Accordingly MPi has developed what it calls “The Three Pillar Profit Model.” The three pillars consist of accountability, performance measurement and reinforcement in the form of training, coaching and showing appreciation for work well done.

Accountability means staffers fulfilling their job descriptions and everyone helping to drive the service department to its goals. Those include workflow management, customer retention, identifying vehicle needs through inspections and recommending to customers what vehicle work should be done.

Whether a dealership enforces workflow controls manually or by an automated-scheduling process, the point is to do it consistently, Doyle says.

“Managing traffic flow is as important as adding water to a plant,” says Kurt Schulze, service director, for Taylor Kia in Toledo, OH. “Workflow scheduling is the first step toward customer satisfaction,”

His three advisors write about 1,100 repair orders a month.

“It’s the scheduling that drives advisors to inspect the car when it arrives in the lane,” he says. “My advisors see more customers than anyone else in the dealership and that all-important customer relationship starts with them.”

Fixed-operations consultant Ed Kovalchick of Net Profit in Alabaster, AL agrees.

“When we don’t manage the appointment process, we end up deep in customers in the morning and only a trickle throughout the remainder of the day,” he says. “This backs up everyone.”

Then, in the rush to keep the service-lane lines moving, “we don’t spend adequate time with customers to truly educate them about their vehicle needs or to build rapport with them,” Kovalchick says.

Proper workflow process ensures vehicles entering the service lane get prompt and proper handling.

Advisors should use all opportunities to identify vehicle needs, including those cited by the customer and identified by auto-maker maintenance requirements to keep the warranty in effect.

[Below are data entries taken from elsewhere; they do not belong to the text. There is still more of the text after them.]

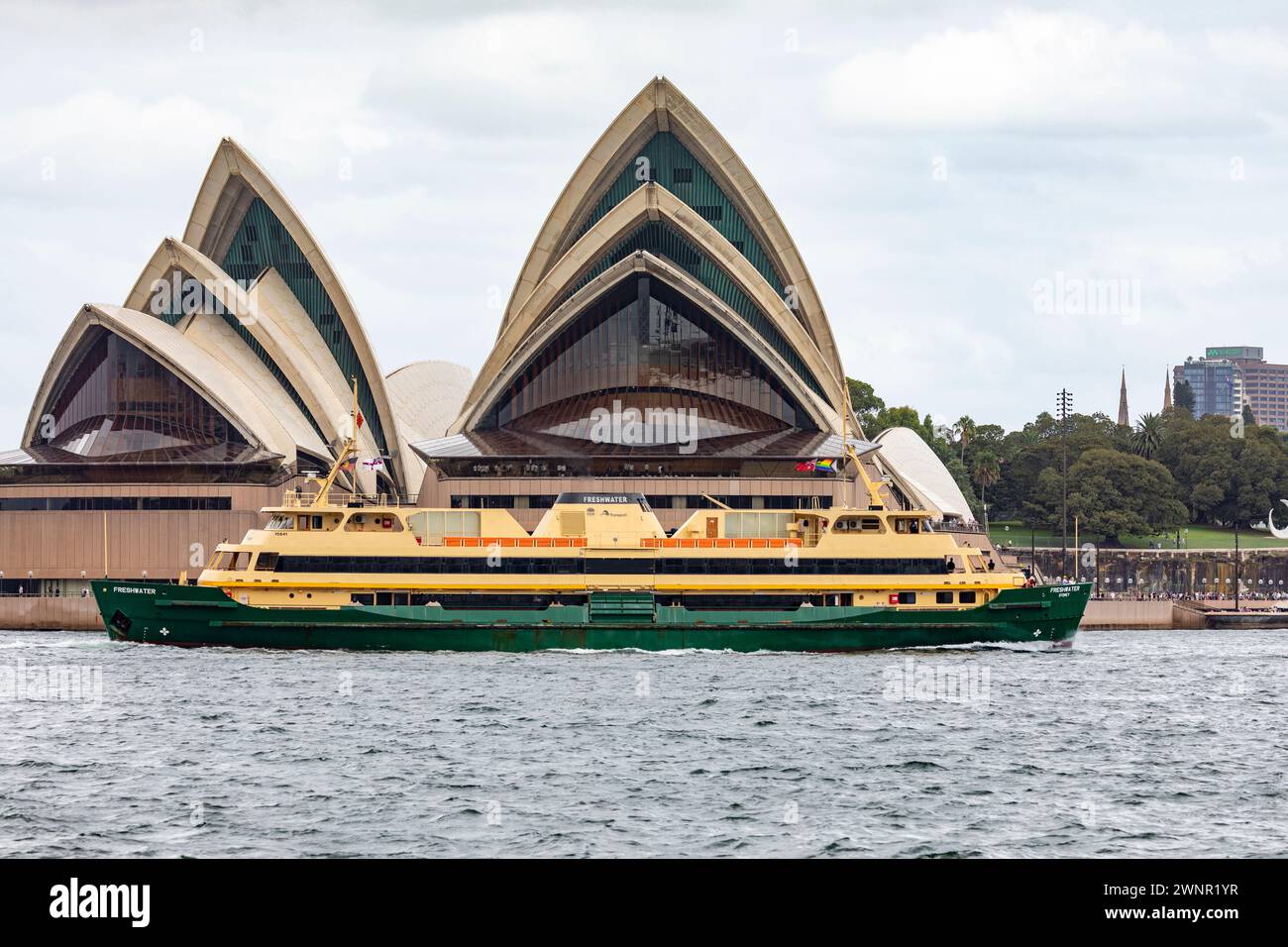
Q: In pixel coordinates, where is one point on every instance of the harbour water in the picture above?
(1131, 744)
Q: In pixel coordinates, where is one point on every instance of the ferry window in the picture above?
(430, 527)
(756, 525)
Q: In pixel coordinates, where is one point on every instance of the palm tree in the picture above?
(965, 431)
(988, 472)
(1147, 436)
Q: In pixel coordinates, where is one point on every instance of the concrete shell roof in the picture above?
(919, 468)
(232, 179)
(226, 390)
(661, 107)
(647, 202)
(428, 395)
(274, 318)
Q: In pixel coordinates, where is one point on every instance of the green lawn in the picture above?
(1197, 538)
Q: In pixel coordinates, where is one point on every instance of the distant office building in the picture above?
(1228, 377)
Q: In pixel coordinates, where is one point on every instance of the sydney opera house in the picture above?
(664, 337)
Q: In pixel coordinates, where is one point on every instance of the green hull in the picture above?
(191, 616)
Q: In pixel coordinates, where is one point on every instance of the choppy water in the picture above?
(1131, 744)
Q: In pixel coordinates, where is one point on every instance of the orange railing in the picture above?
(719, 544)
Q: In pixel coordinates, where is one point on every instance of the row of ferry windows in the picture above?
(115, 502)
(274, 562)
(657, 501)
(700, 602)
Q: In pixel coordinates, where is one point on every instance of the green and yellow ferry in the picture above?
(333, 570)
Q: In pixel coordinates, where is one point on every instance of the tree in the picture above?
(1113, 495)
(1147, 436)
(986, 474)
(964, 429)
(866, 405)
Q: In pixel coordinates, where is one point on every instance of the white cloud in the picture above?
(1034, 71)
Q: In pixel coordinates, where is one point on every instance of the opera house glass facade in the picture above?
(664, 337)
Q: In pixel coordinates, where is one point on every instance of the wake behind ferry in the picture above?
(335, 570)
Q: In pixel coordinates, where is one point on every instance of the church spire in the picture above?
(1124, 418)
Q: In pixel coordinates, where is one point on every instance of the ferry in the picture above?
(336, 570)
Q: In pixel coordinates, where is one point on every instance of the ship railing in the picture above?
(343, 497)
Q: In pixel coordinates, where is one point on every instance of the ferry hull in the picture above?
(193, 616)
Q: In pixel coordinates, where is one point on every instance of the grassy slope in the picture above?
(1198, 538)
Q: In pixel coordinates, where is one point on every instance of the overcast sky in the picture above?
(952, 178)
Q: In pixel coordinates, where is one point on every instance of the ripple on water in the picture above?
(1131, 744)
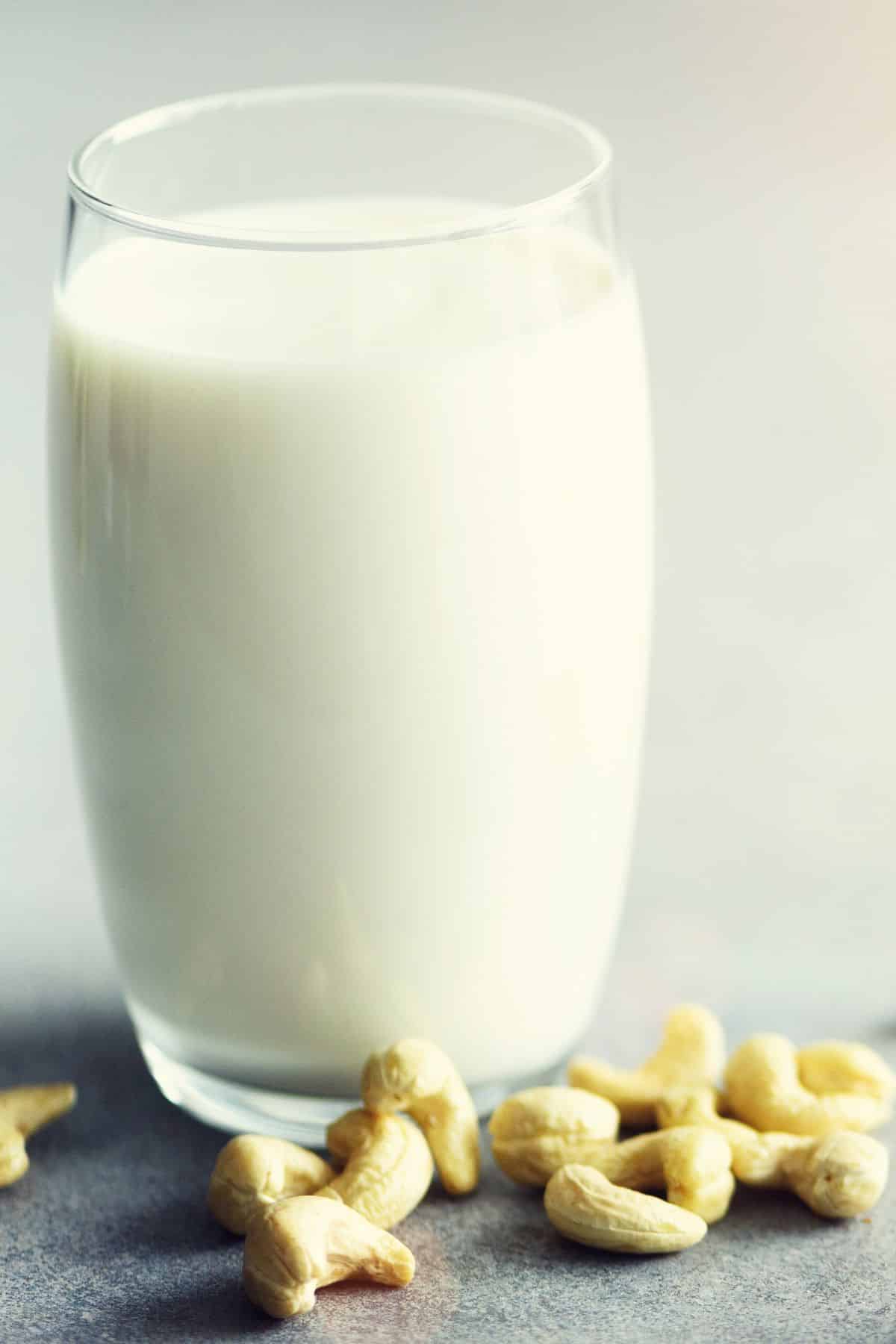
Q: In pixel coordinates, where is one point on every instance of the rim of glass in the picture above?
(511, 218)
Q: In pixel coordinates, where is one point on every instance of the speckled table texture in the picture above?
(108, 1236)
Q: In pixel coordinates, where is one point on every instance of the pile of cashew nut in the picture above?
(788, 1120)
(307, 1226)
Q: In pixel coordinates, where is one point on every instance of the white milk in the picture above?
(352, 564)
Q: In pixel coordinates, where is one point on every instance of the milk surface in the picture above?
(352, 571)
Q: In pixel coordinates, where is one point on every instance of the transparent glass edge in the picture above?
(531, 214)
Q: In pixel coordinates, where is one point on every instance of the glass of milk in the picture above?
(351, 523)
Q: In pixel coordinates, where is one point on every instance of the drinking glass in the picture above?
(349, 492)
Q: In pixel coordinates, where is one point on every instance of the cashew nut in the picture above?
(417, 1077)
(388, 1166)
(837, 1176)
(841, 1086)
(538, 1130)
(22, 1112)
(586, 1207)
(299, 1245)
(692, 1051)
(253, 1172)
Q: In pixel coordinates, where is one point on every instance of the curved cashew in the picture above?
(543, 1129)
(254, 1171)
(588, 1209)
(538, 1130)
(837, 1176)
(22, 1112)
(299, 1245)
(388, 1166)
(692, 1051)
(692, 1164)
(417, 1077)
(842, 1086)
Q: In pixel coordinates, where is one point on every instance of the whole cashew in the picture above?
(254, 1171)
(692, 1051)
(417, 1077)
(695, 1174)
(299, 1245)
(388, 1166)
(841, 1086)
(23, 1110)
(538, 1130)
(543, 1129)
(588, 1209)
(837, 1176)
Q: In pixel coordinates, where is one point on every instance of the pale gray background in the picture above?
(756, 147)
(758, 151)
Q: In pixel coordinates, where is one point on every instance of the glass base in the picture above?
(240, 1110)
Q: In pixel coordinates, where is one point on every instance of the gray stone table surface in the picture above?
(108, 1238)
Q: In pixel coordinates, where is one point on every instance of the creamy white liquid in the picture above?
(352, 564)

Also important is a visual inspection walk-around of the vehicle, with the customer present. A technician’s under-vehicle inspection helps too. But those inspections are performed only about 50% of the time, according to MPi data.

“We want to capture every opportunity we can,” says David Sams, service director, Napleton Auto Park, Lake Park, FL.

His seven advisors write 800 repair orders a month.

More successful service departments focus on delivering knowledgeable and professional service recommendation presentations. This kind of presentation builds confidence in the advisor.

A professional presentation also thoroughly explains how the customer’s original vehicle needs will be resolved and what those costs will entail.

Kovalchick advises clients to make up-sell presentations in private, away from distraction by strangers, so rapport between advisor and the customer can be built.

To better command customers’ attention, service advisors should think like a customer. Every listener wonders, “What’s in this for me?” Comments should address this, Kovalchick says.